Blackpool in my mind

C’è stato un tempo in cui ogni visita a Londra era gemellata da una visita in un’altra città, così ho vistato gran parte della Gran Bretagna, non solo le città più importanti, piccoli viaggi a cui penso spesso, perché c’è una parte di me, insieme ad un altro paio che vivono altrove,  che vive davanti a una stufa di ghisa mentre  guarda la pioggia che bagna il giardino. Nel silenzio, con la bruma, in una piccola accogliente casa molto calda. Una casa nelle Costwold, per capirci. Ma le Costwold per quanto bellissime, sono proprio l’Inghilterra da cartolina.

Il luogo o forse dovrei dire il non luogo a cui torno più spesso con i miei pensieri invece è Blackpool, in cui sono arrivata con Jacopo in un pomeriggio piovoso di novembre. I primi anni in cui era a Londra, mi accompagnava alla scoperta della Gran Bretagna, che per tutta la vita avevo ritenuto meno interessante di Londra.

Blackpool non so neppure come abbiamo fatto incrociarla e a sceglierla come gita per un fine settimana fuori Londra, forse avevamo visto uno di quei programmi di posizionamento di ristoranti e ci era sembrata subito un luogo che non potevamo perderci.

 

Una piccola città sul mare d’Irlanda che deve aver conosciuto grandi fasti come località di villeggiatura della working class inglese, prima dell’arrivo delle low cost e prima che gli inglesi scoprissero la Grecia in massa. Almeno questa è l’idea che me ne feci.
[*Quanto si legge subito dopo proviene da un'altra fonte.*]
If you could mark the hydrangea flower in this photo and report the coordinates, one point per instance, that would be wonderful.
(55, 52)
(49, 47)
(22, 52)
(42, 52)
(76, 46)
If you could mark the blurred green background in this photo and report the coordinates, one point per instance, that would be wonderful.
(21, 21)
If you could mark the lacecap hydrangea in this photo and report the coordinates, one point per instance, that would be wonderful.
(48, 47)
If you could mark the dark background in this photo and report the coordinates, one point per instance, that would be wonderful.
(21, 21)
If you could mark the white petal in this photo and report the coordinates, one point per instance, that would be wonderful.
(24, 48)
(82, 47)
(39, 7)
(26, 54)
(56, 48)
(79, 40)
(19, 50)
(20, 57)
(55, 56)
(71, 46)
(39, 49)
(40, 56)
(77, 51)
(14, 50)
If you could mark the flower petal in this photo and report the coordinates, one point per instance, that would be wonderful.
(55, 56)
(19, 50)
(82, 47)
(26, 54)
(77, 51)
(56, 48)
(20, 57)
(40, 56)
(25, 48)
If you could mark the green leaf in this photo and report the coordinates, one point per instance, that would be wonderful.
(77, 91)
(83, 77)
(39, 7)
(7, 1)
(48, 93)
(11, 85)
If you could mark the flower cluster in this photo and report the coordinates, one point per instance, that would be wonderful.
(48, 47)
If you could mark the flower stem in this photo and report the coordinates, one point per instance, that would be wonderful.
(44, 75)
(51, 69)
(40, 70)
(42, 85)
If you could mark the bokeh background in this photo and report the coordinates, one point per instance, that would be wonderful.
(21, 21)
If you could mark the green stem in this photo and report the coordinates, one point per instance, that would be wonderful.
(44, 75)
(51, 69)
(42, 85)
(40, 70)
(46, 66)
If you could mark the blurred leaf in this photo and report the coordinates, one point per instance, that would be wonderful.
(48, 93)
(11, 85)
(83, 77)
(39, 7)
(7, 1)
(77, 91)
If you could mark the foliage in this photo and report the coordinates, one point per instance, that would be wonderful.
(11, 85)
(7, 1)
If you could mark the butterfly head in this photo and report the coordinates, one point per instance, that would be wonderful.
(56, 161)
Non so come si possa passare una vacanza sul mare di Blackpool (una volta sono stata in Cornovaglia ad Agosto, ne ricordo la bellezza certo, ma anche il freddo impossibile per me) di sicuro la sensazione è che se la spassassero, è proprio una città simulacro, come una giostra abbandonata da decenni, con i suoi alberghi vuoti, la passeggiata, la piscina abbandonata e i suoi Fish & Chips ancora aperti. Con quella torre di ferro e la giostra che sembrano rincorrere Parigi e rendono l’atmosfera ancora più malinconica.

Non è molte distante da Londra, ma per noi fu come attraversare un’apertura spaziotemporale infinita. A volte ho l’impressione di averla sognata, Blackpool. I sedili di similpelle del fish and chips dell’ultimo giorno, verdi come il purè di piselli che servivano insieme al pesce. E quell’unico, credo, ristorante carino del primo giorno, in cui Jacopo mi fece una foto che amo, perché quello scatto tradisce il suo sguardo tenero su di me.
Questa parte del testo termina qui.